Auch: Wassereinbruch · Feuchtigkeitseintritt

Wassereintritt bezeichnet das unkontrollierte Eindringen von Wasser in ein Gebäude oder Bauteil – etwa über ein undichtes Dach, eine schadhafte Fassade, defekte Fensteranschlüsse oder eine fehlerhafte Abdichtung im erdberührten Bereich – und zählt zu den häufigsten Ursachen für Bauschäden.

Ausführliche Erklärung

Wassereintritt kann verschiedene Ursachen haben: undichte Dacheindeckungen und Anschlüsse, Risse in der Fassade, defekte Fugen und Abdichtungen an Fenstern und Türen, mangelhafte Abdichtung von Kellerwänden gegen Boden- oder Sickerwasser (siehe Abdichtung) sowie Leitungsschäden im Gebäudeinneren. Bleibt der Wassereintritt unentdeckt oder wird er nicht fachgerecht behoben, drohen Folgeschäden wie Durchfeuchtung von Bauteilen, Substanzschäden am Mauerwerk, Korrosion an Bewehrung oder Schimmelbildung, die auch gesundheitliche Risiken für die Bewohner bergen kann.
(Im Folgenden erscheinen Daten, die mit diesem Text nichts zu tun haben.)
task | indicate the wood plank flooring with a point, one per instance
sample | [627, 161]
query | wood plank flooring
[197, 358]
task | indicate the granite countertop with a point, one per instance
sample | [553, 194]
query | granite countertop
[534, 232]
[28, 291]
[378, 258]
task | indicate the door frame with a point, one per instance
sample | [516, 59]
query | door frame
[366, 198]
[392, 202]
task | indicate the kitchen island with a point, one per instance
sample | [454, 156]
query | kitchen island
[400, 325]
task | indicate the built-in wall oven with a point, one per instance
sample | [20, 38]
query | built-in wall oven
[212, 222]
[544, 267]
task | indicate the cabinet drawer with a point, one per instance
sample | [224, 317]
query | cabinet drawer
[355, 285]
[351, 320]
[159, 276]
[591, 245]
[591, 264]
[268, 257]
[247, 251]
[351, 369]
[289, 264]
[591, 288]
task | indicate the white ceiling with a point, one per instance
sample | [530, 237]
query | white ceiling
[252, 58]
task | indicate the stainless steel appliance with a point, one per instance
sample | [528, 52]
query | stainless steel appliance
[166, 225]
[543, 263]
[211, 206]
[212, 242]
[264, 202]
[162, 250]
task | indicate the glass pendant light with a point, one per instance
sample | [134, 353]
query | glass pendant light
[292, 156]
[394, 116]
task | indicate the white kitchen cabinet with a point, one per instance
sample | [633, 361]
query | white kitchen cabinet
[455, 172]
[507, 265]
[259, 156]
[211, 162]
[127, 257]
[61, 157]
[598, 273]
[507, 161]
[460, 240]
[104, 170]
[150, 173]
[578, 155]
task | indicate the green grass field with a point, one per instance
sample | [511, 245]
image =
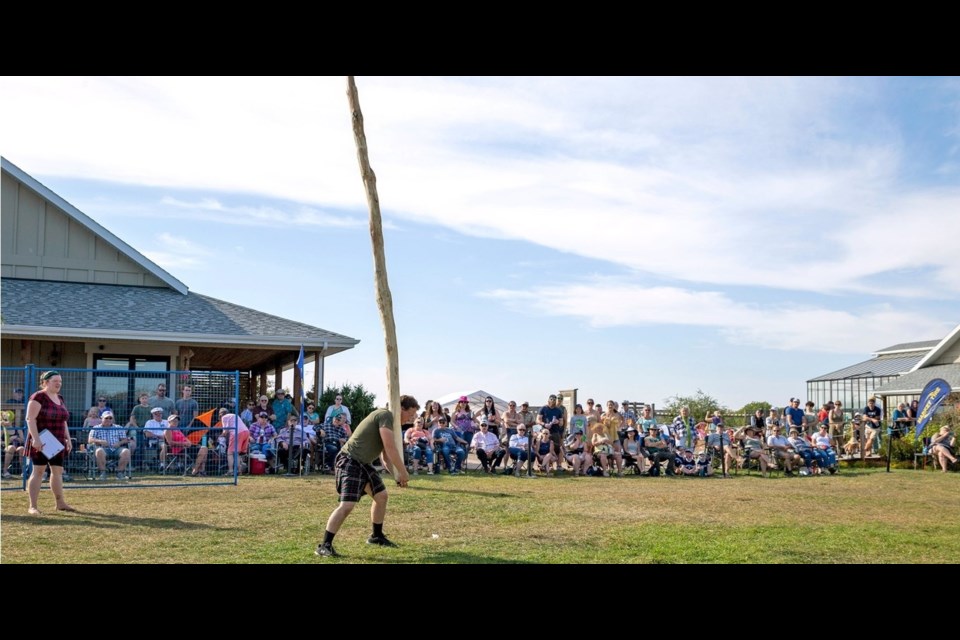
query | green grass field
[862, 516]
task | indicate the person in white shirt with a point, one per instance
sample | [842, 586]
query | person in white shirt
[155, 432]
[487, 448]
[519, 449]
[780, 448]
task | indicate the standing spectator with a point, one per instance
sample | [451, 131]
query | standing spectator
[658, 450]
[334, 437]
[432, 415]
[160, 399]
[901, 421]
[12, 442]
[186, 407]
[177, 442]
[356, 476]
[247, 414]
[772, 420]
[835, 421]
[509, 420]
[263, 406]
[280, 408]
[262, 433]
[684, 430]
[942, 447]
[16, 398]
[612, 421]
[794, 415]
[110, 441]
[101, 405]
[519, 450]
[527, 418]
[487, 447]
[578, 421]
[140, 413]
[780, 448]
[155, 434]
[290, 442]
[873, 423]
[551, 418]
[336, 409]
[489, 413]
[810, 418]
[48, 410]
[238, 435]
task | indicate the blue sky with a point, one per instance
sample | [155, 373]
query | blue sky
[635, 238]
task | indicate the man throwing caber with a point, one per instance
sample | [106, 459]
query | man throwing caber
[355, 474]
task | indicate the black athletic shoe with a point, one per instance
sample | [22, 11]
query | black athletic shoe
[381, 541]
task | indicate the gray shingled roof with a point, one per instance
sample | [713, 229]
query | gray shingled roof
[43, 303]
[876, 367]
[924, 345]
[915, 381]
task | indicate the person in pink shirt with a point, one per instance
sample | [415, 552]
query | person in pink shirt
[239, 437]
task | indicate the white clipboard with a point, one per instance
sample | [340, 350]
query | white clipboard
[50, 446]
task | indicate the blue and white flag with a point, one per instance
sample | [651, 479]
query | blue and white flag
[932, 397]
[303, 389]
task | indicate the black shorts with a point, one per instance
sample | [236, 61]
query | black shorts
[352, 478]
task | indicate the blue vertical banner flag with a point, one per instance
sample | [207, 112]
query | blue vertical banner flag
[932, 397]
[303, 388]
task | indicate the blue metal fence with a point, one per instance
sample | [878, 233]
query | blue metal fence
[142, 461]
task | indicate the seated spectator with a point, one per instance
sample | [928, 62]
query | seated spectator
[813, 460]
[822, 442]
[177, 443]
[753, 449]
[446, 441]
[633, 450]
[855, 444]
[602, 448]
[780, 448]
[110, 441]
[487, 448]
[334, 437]
[657, 450]
[519, 449]
[290, 449]
[419, 448]
[942, 447]
[155, 433]
[262, 434]
[719, 442]
[93, 418]
[576, 454]
[686, 464]
[238, 435]
[13, 440]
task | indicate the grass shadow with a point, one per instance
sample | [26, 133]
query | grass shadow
[112, 521]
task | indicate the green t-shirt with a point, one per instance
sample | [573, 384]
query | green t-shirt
[365, 444]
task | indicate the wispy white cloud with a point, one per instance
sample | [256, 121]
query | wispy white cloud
[784, 326]
[773, 182]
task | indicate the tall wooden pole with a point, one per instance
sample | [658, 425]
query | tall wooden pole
[384, 299]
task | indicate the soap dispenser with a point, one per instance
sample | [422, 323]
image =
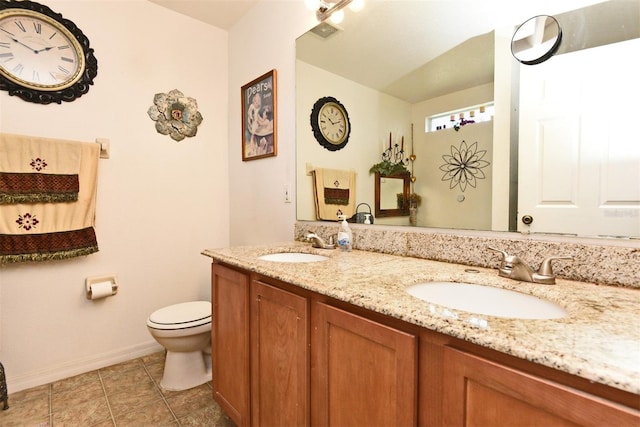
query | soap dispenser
[345, 236]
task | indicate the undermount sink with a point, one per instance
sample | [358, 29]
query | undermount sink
[487, 300]
[293, 257]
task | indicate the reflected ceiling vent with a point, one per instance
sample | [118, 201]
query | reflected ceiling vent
[325, 29]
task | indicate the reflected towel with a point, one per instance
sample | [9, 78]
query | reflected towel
[45, 231]
[34, 169]
[335, 193]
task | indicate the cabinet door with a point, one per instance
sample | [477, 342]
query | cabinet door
[479, 392]
[279, 357]
[230, 342]
[363, 373]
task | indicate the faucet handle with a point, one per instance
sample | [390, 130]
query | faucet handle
[505, 255]
[546, 269]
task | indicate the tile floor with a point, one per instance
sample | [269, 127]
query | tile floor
[126, 394]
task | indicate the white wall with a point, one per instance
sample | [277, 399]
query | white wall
[262, 41]
[160, 202]
[372, 115]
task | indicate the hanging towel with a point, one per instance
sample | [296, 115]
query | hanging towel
[335, 193]
[34, 169]
[47, 231]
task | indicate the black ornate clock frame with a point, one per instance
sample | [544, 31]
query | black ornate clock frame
[315, 126]
[70, 93]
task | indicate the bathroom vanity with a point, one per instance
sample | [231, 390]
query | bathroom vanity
[341, 342]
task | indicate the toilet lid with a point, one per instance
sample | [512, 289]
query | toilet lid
[187, 314]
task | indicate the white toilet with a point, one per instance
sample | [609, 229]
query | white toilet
[185, 331]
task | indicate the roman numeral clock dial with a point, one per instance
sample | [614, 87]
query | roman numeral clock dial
[44, 57]
[330, 123]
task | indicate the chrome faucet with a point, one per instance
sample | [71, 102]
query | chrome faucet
[516, 268]
[318, 242]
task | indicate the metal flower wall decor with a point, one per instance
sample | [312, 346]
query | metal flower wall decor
[175, 115]
[464, 166]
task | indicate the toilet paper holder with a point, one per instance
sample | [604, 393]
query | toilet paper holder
[90, 281]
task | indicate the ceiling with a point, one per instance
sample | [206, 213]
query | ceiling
[435, 45]
[219, 13]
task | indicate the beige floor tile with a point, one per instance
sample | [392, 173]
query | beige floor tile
[120, 367]
[190, 400]
[133, 396]
[32, 411]
[210, 416]
[126, 394]
[133, 377]
[154, 358]
[73, 383]
[29, 394]
[83, 393]
[151, 414]
[84, 414]
[156, 370]
[17, 419]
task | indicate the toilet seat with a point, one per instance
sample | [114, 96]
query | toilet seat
[181, 316]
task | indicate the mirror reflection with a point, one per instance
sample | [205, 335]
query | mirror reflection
[444, 64]
[536, 40]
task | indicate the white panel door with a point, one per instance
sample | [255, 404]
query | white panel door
[579, 156]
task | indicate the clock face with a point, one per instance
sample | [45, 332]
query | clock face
[37, 52]
[330, 123]
[333, 122]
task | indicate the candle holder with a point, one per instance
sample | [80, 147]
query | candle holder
[395, 155]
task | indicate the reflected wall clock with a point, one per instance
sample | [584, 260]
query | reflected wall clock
[44, 57]
[330, 123]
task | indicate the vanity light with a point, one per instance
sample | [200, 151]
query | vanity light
[325, 9]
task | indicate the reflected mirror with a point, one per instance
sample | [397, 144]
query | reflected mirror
[536, 40]
[392, 195]
[397, 65]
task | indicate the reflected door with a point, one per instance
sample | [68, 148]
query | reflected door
[579, 158]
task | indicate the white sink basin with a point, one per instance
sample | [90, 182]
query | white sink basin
[293, 257]
[487, 300]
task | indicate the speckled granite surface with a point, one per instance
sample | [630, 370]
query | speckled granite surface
[599, 339]
[604, 261]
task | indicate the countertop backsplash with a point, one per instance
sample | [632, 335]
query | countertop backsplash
[606, 262]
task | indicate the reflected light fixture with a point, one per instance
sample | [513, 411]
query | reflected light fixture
[329, 10]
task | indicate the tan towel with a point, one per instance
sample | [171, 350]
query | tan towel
[45, 231]
[34, 169]
[335, 193]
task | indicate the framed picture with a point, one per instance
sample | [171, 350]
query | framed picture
[259, 118]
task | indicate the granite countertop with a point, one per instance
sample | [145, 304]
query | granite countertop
[598, 340]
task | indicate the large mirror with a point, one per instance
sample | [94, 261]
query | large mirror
[396, 65]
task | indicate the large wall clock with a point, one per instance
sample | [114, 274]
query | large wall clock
[330, 123]
[44, 57]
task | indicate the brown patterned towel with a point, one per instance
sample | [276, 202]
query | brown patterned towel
[335, 190]
[46, 231]
[35, 170]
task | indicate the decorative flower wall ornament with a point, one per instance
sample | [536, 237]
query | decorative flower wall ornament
[175, 115]
[464, 166]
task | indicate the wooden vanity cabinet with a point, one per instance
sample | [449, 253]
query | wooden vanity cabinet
[279, 357]
[363, 373]
[230, 341]
[285, 356]
[481, 392]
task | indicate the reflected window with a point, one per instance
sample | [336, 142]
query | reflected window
[461, 117]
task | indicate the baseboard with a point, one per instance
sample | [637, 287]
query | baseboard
[79, 366]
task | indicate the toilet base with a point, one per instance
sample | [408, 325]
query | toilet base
[183, 370]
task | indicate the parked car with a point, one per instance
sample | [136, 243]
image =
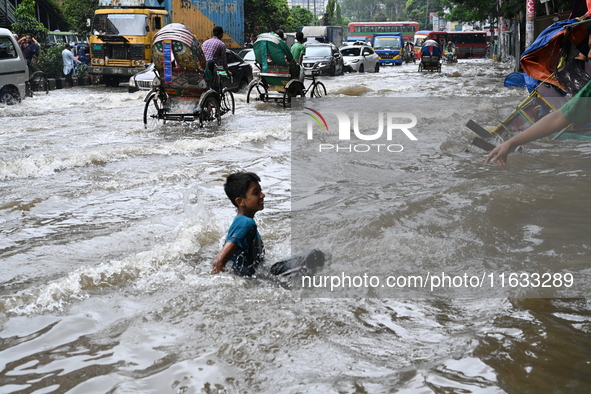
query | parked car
[248, 57]
[360, 58]
[241, 75]
[324, 58]
[14, 72]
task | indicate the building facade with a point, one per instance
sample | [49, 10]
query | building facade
[317, 7]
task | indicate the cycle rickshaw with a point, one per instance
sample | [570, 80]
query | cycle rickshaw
[450, 53]
[279, 77]
[430, 56]
[183, 89]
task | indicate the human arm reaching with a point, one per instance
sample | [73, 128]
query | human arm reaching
[219, 262]
[549, 124]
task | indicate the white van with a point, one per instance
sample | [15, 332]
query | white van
[14, 72]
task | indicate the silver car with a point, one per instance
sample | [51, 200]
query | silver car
[360, 58]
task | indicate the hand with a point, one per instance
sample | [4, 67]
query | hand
[500, 153]
[217, 266]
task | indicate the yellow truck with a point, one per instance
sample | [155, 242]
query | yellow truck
[121, 41]
[122, 31]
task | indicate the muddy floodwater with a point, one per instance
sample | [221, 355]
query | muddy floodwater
[107, 232]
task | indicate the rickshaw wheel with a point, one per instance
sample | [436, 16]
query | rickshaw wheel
[210, 111]
[318, 90]
[292, 90]
[227, 103]
[153, 114]
[256, 92]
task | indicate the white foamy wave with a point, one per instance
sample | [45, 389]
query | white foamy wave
[42, 165]
[149, 264]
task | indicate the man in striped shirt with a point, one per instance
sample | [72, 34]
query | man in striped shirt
[215, 51]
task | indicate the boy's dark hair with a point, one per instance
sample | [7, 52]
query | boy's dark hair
[217, 30]
[237, 185]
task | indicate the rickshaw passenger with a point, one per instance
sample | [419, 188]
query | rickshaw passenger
[298, 50]
[451, 47]
[215, 54]
[271, 49]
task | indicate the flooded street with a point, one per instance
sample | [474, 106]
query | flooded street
[107, 232]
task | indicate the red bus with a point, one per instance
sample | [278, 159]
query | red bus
[364, 31]
[468, 43]
[424, 35]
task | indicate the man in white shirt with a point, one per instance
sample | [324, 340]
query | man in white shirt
[69, 60]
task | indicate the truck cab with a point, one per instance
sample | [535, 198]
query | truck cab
[388, 46]
[121, 41]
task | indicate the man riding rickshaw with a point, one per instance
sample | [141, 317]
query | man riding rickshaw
[279, 71]
[430, 56]
[449, 52]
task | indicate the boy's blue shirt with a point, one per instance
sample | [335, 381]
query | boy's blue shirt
[243, 233]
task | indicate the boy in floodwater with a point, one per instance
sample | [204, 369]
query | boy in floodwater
[244, 245]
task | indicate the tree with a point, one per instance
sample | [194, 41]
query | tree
[261, 16]
[77, 12]
[298, 17]
[27, 22]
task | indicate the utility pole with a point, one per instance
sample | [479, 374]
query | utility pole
[529, 22]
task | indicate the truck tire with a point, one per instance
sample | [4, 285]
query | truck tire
[9, 96]
[111, 81]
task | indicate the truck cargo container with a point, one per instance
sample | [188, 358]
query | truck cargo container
[123, 31]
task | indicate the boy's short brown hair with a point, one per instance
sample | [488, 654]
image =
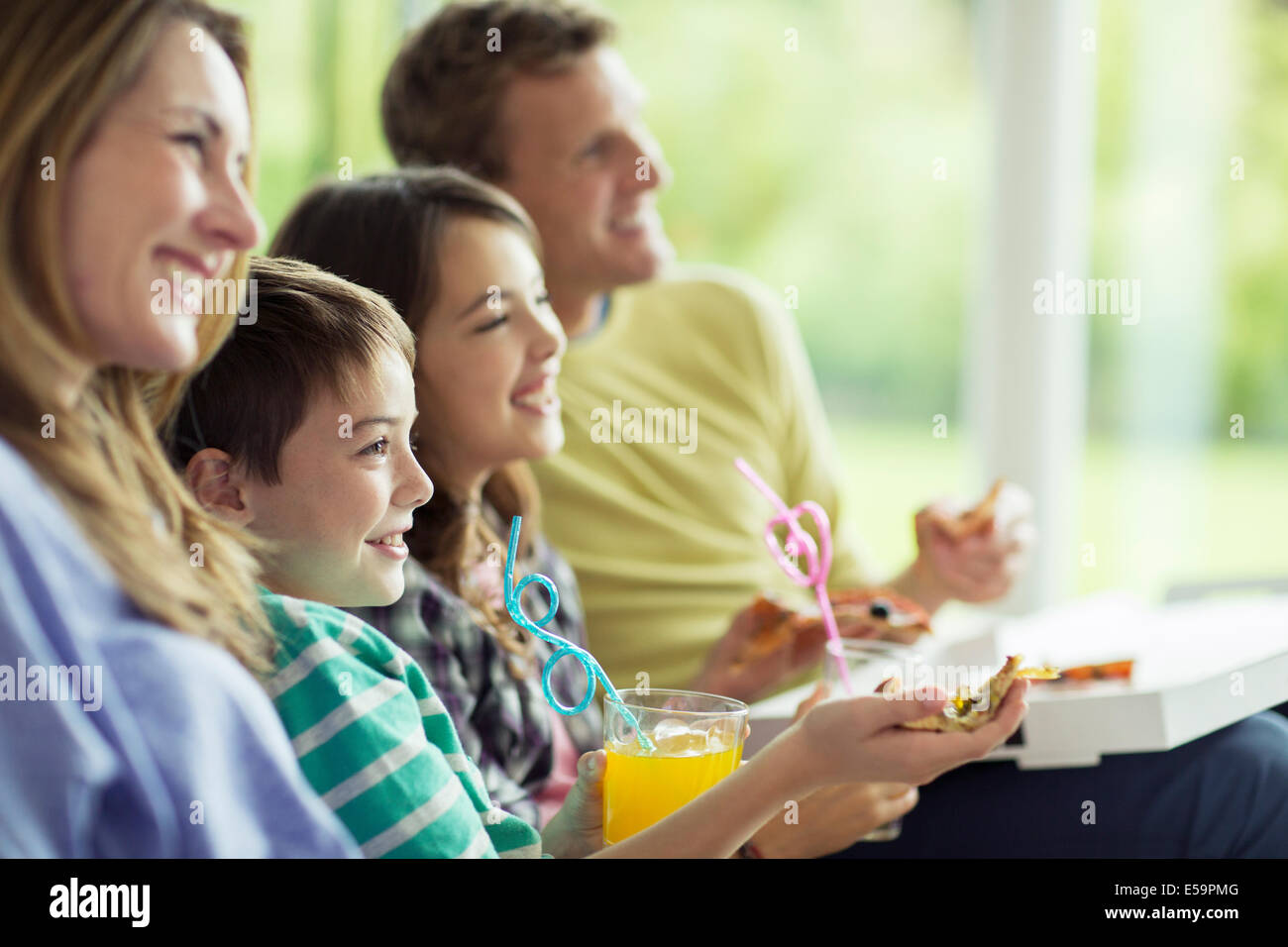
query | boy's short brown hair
[443, 91]
[310, 331]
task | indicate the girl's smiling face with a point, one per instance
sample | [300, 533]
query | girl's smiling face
[488, 356]
[348, 484]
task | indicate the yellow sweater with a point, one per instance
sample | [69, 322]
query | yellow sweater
[644, 501]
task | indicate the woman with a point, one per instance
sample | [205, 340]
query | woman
[468, 281]
[124, 167]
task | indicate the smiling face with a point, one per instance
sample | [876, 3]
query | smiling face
[338, 514]
[488, 356]
[159, 189]
[585, 166]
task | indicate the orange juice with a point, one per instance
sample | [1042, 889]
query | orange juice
[642, 788]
Bei der Objektbesichtigung ist Wassereintritt eines der wichtigsten Prüfkriterien: typische Indizien sind Wasserflecken an Decken und Wänden, abblätternder Putz, muffiger Geruch oder sichtbare Schimmelbildung. Wird bei einem Kauf nach Übergabe ein Wassereintritt festgestellt, der bereits vor Gefahrübergang angelegt war, kann dies einen Sachmangel begründen; die Rechte des Käufers richten sich dann nach dem allgemeinen Gewährleistungsrecht. Bei Neubauten und Bauleistungen greift die werkvertragliche Mängelhaftung, die dem Bauherrn Nacherfüllungs-, Minderungs- und ggf. Schadensersatzansprüche gegen den ausführenden Betrieb einräumt. Für Makler ist eine sorgfältige, ehrliche Objektbeschreibung wichtig, da arglistig verschwiegene Feuchtigkeitsschäden zu Haftungsrisiken führen können.

Beispiel aus der Praxis

Bei der Besichtigung einer Kellerwohnung fallen dunkle Verfärbungen an der Wand nahe des Bodens sowie ein modriger Geruch auf. Eine genauere Untersuchung ergibt einen Wassereintritt durch eine defekte Horizontalabdichtung, der bereits zu beginnender Schimmelbildung geführt hat.

Rechtsgrundlage

  • § 437 BGB – Rechte des Käufers bei Mängeln (u. a. Nacherfüllung, Minderung, Schadensersatz), einschlägig, wenn ein Wassereintritt beim Immobilienkauf einen Sachmangel begründet.
  • § 634 BGB – Rechte des Bestellers bei Mängeln im Werkvertragsrecht, einschlägig, wenn ein Wassereintritt auf eine mangelhafte Bauleistung zurückgeht.